Chapter 3 examines integration and identity for Nicholaos as an immigrant in working-class Northern Britain in the early 1950s. In his narrative telling, Nicholaos returns to a comparative motif speaking of his life in Famagusta and ‘freedom’ and his working life in the North East of England as ‘slavery’. I use this motif within the framework of ontological security theory in international relations. I build on existing theorising of a performative ontological security that resides in fluid and hybrid identities as they manifest in everyday life, and which permits a conceptualisation of ontological security in IR that circumvents the role of national identity. The connection between ontological security and everyday experience is clear, in that ontological security can be found in a sense of comfort and certainty in the routines and practices of everyday life, thus locating security in the everyday. In this chapter I combine this focus on everyday life with a point of contention with what Giddens described as a ‘futural sense’ of social life that permits the formation of stable expectations.
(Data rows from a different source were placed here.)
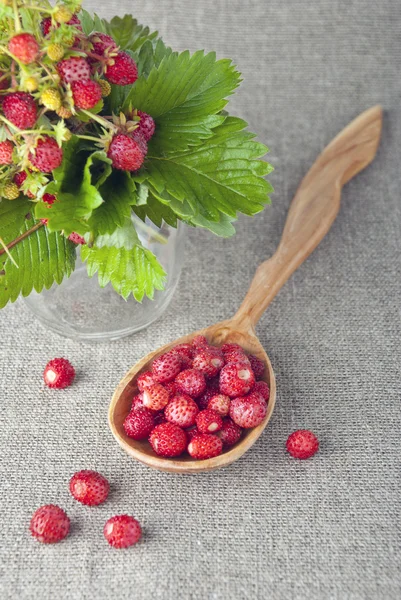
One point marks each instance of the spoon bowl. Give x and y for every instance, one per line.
x=312, y=212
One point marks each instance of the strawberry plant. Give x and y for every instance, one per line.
x=100, y=121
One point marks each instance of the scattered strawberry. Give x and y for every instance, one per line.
x=182, y=411
x=47, y=156
x=122, y=531
x=236, y=379
x=302, y=444
x=155, y=397
x=168, y=440
x=248, y=411
x=20, y=109
x=89, y=487
x=139, y=423
x=59, y=373
x=191, y=382
x=166, y=367
x=205, y=446
x=123, y=71
x=49, y=524
x=220, y=404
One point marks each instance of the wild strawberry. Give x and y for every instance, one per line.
x=47, y=155
x=89, y=487
x=257, y=365
x=139, y=423
x=125, y=153
x=24, y=47
x=182, y=411
x=122, y=531
x=123, y=71
x=208, y=421
x=155, y=397
x=236, y=379
x=166, y=367
x=146, y=126
x=208, y=361
x=6, y=153
x=20, y=109
x=205, y=445
x=230, y=433
x=75, y=68
x=302, y=444
x=263, y=389
x=220, y=404
x=145, y=380
x=191, y=382
x=59, y=373
x=248, y=411
x=168, y=440
x=49, y=524
x=86, y=94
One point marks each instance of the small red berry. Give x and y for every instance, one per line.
x=168, y=440
x=155, y=397
x=49, y=524
x=139, y=423
x=205, y=445
x=59, y=373
x=182, y=411
x=302, y=444
x=122, y=531
x=89, y=487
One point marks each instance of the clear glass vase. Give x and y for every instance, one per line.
x=80, y=309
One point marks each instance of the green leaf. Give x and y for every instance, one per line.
x=75, y=187
x=184, y=94
x=119, y=259
x=42, y=258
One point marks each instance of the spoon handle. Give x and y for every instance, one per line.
x=313, y=209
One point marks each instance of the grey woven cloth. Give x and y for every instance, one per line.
x=268, y=527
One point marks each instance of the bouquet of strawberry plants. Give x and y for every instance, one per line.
x=100, y=121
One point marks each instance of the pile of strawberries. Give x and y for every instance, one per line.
x=198, y=398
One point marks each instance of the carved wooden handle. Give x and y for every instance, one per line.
x=313, y=209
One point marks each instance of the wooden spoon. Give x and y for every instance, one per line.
x=311, y=214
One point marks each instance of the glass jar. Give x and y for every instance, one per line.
x=80, y=309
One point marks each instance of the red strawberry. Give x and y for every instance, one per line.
x=191, y=382
x=49, y=524
x=208, y=421
x=75, y=68
x=166, y=367
x=302, y=444
x=220, y=404
x=263, y=389
x=168, y=440
x=6, y=154
x=230, y=433
x=122, y=531
x=48, y=156
x=236, y=379
x=126, y=154
x=182, y=411
x=89, y=487
x=146, y=126
x=145, y=380
x=248, y=411
x=59, y=373
x=24, y=47
x=139, y=423
x=155, y=397
x=20, y=109
x=257, y=365
x=205, y=446
x=123, y=71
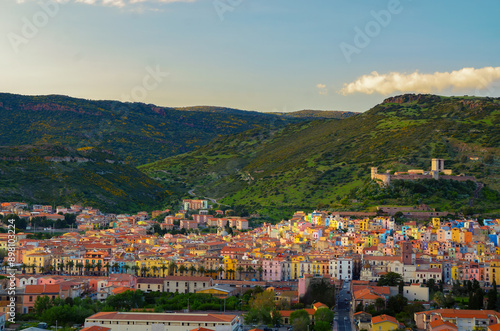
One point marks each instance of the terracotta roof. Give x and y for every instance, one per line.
x=213, y=318
x=449, y=325
x=36, y=289
x=384, y=318
x=95, y=328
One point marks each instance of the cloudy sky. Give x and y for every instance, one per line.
x=266, y=55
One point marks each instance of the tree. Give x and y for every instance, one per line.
x=239, y=269
x=300, y=320
x=252, y=317
x=492, y=296
x=397, y=303
x=379, y=304
x=263, y=300
x=323, y=314
x=319, y=290
x=42, y=303
x=276, y=318
x=390, y=279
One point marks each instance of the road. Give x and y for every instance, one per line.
x=342, y=318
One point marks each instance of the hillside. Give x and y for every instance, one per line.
x=317, y=114
x=61, y=176
x=138, y=133
x=326, y=163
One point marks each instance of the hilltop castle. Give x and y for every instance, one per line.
x=437, y=171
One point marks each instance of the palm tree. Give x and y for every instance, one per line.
x=239, y=269
x=107, y=266
x=136, y=269
x=171, y=268
x=250, y=269
x=61, y=267
x=87, y=267
x=70, y=266
x=79, y=266
x=163, y=268
x=99, y=267
x=260, y=270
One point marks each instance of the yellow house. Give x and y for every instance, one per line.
x=38, y=258
x=384, y=323
x=495, y=271
x=455, y=235
x=230, y=266
x=455, y=273
x=480, y=248
x=363, y=225
x=153, y=267
x=296, y=266
x=436, y=223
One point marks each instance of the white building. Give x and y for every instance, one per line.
x=127, y=321
x=341, y=268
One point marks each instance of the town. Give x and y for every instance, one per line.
x=379, y=272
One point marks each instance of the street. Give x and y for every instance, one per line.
x=342, y=320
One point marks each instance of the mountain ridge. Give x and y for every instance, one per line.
x=324, y=161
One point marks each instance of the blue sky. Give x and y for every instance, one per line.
x=265, y=55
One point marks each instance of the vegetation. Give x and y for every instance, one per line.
x=326, y=163
x=136, y=132
x=319, y=290
x=390, y=279
x=69, y=311
x=61, y=176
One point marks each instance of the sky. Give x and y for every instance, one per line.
x=264, y=55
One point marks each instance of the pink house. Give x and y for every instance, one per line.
x=272, y=270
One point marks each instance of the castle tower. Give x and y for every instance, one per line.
x=437, y=165
x=407, y=253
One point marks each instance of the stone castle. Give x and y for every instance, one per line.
x=437, y=171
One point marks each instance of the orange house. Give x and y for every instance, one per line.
x=32, y=292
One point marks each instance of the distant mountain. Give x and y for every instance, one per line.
x=60, y=176
x=136, y=132
x=326, y=163
x=317, y=114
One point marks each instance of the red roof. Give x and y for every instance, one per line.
x=384, y=318
x=95, y=328
x=437, y=323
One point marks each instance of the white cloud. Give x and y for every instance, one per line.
x=466, y=78
x=322, y=89
x=114, y=3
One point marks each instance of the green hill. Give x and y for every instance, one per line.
x=326, y=163
x=136, y=132
x=317, y=114
x=61, y=176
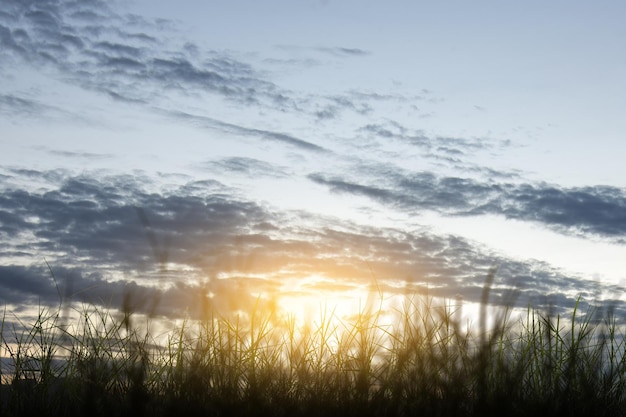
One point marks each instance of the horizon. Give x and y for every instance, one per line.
x=248, y=149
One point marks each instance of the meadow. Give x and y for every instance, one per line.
x=426, y=362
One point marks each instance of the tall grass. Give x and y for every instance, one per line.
x=426, y=362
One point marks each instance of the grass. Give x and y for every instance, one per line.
x=426, y=363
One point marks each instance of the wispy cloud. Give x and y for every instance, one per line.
x=595, y=211
x=91, y=229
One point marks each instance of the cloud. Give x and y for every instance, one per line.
x=599, y=210
x=104, y=237
x=342, y=51
x=249, y=167
x=211, y=123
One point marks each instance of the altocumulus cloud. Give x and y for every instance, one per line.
x=591, y=210
x=106, y=237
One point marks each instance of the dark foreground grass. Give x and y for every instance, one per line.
x=425, y=364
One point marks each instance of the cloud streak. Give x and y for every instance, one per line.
x=589, y=211
x=106, y=236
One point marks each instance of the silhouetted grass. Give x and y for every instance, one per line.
x=427, y=363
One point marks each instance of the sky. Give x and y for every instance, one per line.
x=230, y=151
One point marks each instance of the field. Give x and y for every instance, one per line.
x=425, y=362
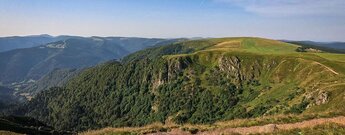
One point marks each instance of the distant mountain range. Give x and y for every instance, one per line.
x=17, y=42
x=69, y=52
x=334, y=47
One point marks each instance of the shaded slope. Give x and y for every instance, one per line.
x=196, y=82
x=75, y=52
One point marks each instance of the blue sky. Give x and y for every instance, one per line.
x=320, y=20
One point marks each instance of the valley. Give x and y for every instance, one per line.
x=203, y=86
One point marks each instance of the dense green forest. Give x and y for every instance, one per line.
x=186, y=82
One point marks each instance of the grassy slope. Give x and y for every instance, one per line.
x=274, y=77
x=312, y=72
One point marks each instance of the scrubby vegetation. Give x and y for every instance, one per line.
x=194, y=82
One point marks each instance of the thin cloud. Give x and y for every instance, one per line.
x=291, y=7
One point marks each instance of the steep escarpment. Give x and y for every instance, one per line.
x=191, y=84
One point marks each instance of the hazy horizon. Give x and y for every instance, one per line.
x=315, y=20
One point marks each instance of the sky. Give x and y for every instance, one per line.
x=318, y=20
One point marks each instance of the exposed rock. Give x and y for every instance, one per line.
x=269, y=128
x=322, y=98
x=232, y=66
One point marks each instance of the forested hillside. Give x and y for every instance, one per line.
x=22, y=65
x=196, y=82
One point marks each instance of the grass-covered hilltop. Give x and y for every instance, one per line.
x=199, y=82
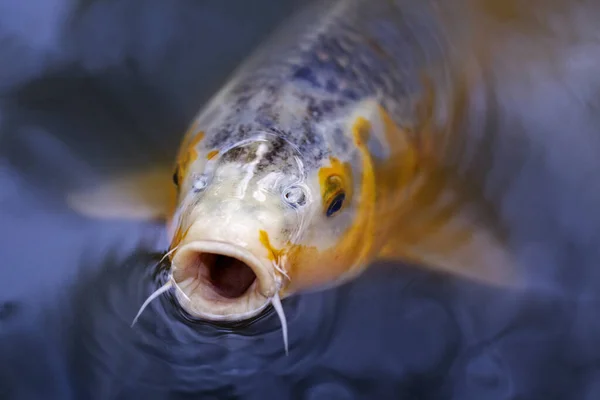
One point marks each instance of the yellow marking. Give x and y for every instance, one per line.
x=310, y=267
x=433, y=217
x=273, y=254
x=177, y=238
x=188, y=154
x=336, y=179
x=211, y=154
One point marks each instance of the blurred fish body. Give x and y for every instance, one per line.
x=319, y=156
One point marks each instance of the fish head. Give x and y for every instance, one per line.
x=236, y=206
x=261, y=218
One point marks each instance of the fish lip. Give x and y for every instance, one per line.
x=267, y=283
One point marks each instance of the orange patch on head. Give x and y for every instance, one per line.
x=273, y=254
x=336, y=179
x=188, y=153
x=177, y=238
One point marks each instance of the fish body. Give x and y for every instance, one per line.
x=321, y=155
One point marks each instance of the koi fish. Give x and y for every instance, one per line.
x=319, y=156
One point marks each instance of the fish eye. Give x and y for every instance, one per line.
x=294, y=196
x=176, y=177
x=200, y=184
x=336, y=204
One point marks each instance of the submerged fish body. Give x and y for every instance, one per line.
x=306, y=166
x=320, y=156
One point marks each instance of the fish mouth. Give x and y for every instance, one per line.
x=216, y=280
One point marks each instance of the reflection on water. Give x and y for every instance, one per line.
x=165, y=353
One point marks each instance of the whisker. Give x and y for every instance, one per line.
x=153, y=296
x=276, y=302
x=168, y=253
x=280, y=269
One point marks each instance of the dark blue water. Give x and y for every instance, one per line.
x=92, y=89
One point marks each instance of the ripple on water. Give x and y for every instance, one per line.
x=165, y=351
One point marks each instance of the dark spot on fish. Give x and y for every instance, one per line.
x=336, y=204
x=377, y=48
x=327, y=106
x=176, y=177
x=306, y=74
x=331, y=86
x=350, y=94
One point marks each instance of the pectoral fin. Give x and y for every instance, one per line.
x=147, y=194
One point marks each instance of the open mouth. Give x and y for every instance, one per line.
x=217, y=280
x=223, y=276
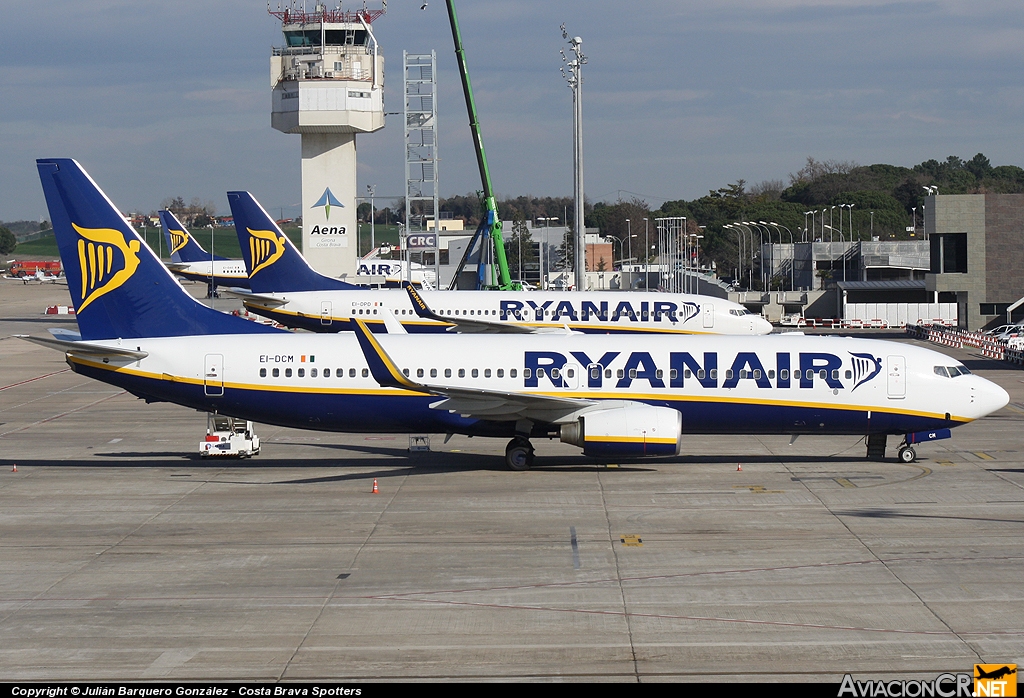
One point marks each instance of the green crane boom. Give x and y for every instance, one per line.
x=492, y=223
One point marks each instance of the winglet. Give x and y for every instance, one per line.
x=382, y=367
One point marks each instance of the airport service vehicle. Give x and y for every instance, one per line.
x=228, y=437
x=190, y=261
x=614, y=396
x=286, y=289
x=24, y=268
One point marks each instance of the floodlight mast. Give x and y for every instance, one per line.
x=574, y=79
x=491, y=224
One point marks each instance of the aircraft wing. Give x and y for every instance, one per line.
x=494, y=404
x=262, y=301
x=461, y=323
x=85, y=348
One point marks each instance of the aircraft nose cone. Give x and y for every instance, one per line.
x=990, y=398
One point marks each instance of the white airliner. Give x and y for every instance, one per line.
x=614, y=396
x=189, y=260
x=286, y=289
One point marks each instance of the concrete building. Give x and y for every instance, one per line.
x=977, y=253
x=328, y=83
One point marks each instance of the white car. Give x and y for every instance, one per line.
x=228, y=437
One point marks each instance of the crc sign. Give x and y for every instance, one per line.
x=421, y=241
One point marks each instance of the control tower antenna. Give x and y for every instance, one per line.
x=328, y=83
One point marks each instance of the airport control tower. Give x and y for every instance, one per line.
x=328, y=82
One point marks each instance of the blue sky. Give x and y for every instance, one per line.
x=159, y=99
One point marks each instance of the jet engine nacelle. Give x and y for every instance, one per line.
x=633, y=430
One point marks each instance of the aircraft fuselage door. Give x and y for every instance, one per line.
x=571, y=376
x=896, y=377
x=213, y=375
x=709, y=315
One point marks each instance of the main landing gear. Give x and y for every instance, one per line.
x=519, y=453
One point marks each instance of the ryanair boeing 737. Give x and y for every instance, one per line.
x=287, y=290
x=190, y=261
x=614, y=396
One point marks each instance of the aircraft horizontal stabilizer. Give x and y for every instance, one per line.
x=85, y=348
x=256, y=299
x=463, y=324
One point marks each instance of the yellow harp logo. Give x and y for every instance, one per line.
x=105, y=261
x=179, y=238
x=265, y=248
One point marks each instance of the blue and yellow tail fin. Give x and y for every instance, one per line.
x=180, y=244
x=117, y=285
x=273, y=263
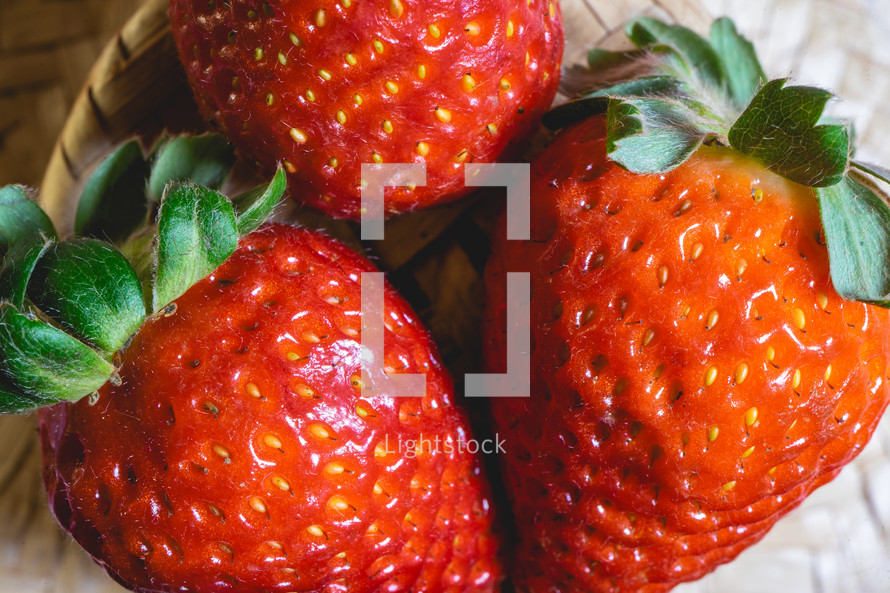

While it can be argued that every migration story disrupts the futural sense of social life by the person migrating, I pay particular attention to the role a bourgeois, Western capitalist notion of the future that relies on stability, property and pension plans plays in the motif of freedom and slavery in Nicholaos’ memoir. I argue that the importance of a futural sense of social life led to an ontological insecurity whereby identity was ultimately disrupted as it was rewritten by both the state in the form of conscription, and by subsequent social pressure.